Adult intake is within the range of the 10 to 35% of calories from protein recommended by the Institute of Medicine for basic health. And teens are within the 10 to 30% range; however, for both groups, that’s still only half way to the higher end of the range.
So why is that important, you might be asking?
There’s increasing agreement among health professionals that you should be up at that higher end of the protein range – from kids to older adults – for better health.
- Protein is important for rapidly developing kids and teens; their bodies need protein for growth and repair of muscles and tissues.
- Protein supports a healthy immune system and can help you to feel energized and satisfied.
- Starting in your 40’s or 50’s, you slowly begin to lose lean muscle; high protein intake, combined with activity, can help maintain muscle so that you stay strong and healthy as you age.
- Higher protein intake, along with activity, helps you maintain lean muscle (more muscle means more calorie burning capacity) and regulate your appetite – both are important to help manage a healthy weight…at any age!
Mounting evidence shows that about 20 to 30 grams of protein at each meal is what you should aim for. Protein coming from snacks would be on top of that.
How can you make sure you get enough protein?
Plan to include at least one protein-rich food at each meal – breakfast, lunch and dinner – and snack.
Protein is found in a variety of nutritious foods. You can easily get quality protein from traditional sources such as poultry (e.g. turkey), lean meat (e.g. beef, pork), eggs, dairy (e.g. milk, cheese, yogurt), and fish. For example, each 75-gram serving of nutrient-rich turkey has about 25 grams of high quality lean protein – exactly what’s recommended for your meal!

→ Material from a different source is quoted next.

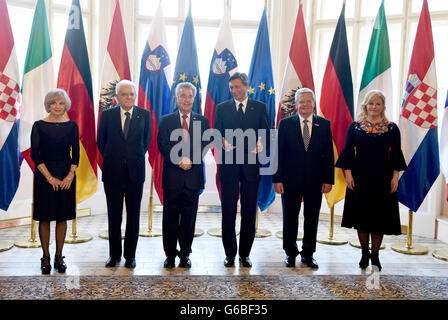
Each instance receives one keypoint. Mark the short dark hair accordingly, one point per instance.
(242, 76)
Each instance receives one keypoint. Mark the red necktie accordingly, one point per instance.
(185, 126)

You can also get protein from plant-based sources such as pulses (e.g. lentils, chickpeas), nuts, seeds, soy (e.g. tofu) and whole grains (e.g. oats, quinoa). Vegetables and fruit generally don’t provide a lot of protein.
Here’s a look at the protein content of some common foods. As you can see, the traditional sources of protein tend to also be higher in protein per serving, compared to plant-based sources.

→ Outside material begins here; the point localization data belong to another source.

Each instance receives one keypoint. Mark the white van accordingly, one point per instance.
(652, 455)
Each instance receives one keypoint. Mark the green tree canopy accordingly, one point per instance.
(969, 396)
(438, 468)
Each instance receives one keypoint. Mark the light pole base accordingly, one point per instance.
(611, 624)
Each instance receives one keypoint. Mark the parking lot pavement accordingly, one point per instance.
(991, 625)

|Traditional and Plant-Based Foods *||Amount of protein (in grams)|
|75 grams turkey breast||25|
|75 grams pork chop||20|
|75 grams salmon (Atlantic, farmed)||17|
|¾ cup (175 ml) lentils||13|
|150 grams (3/4 cup/175ml) tofu (firm)||12|
|¾ cup (175 ml) chickpeas||11|
|¾ cup Greek yogurt (plain)||17|
|50 grams cheddar cheese||12|
|1 cup (250 ml) 2% milk||8.5|
|¼ cup (60 ml) almonds||8|
|2 tbsp (30 ml) peanut butter||7|
|½ cup (12 ml) quinoa||4|
* Canada’s Food Guide serving
Are you new to turkey for breakfast?
You can probably name a dozen delicious ways to include turkey – the power protein – at lunch and dinner, but what about breakfast? Turkey is truly an ideal breakfast choice! Think outside your usual breakfast bowl and try one of these power-packed breakfasts featuring turkey:
- Turkey Lentil Frittata: Leftover turkey pairs perfectly with eggs in this quick breakfast idea. Make it on the weekend, store in the fridge and just heat up a piece on a hectic weekday morning.
- Hearty Turkey Lentil Breakfast Bowl: Filled with turkey sausage, lentils and veggies, and topped with an egg, this breakfast bowl will power you through the morning.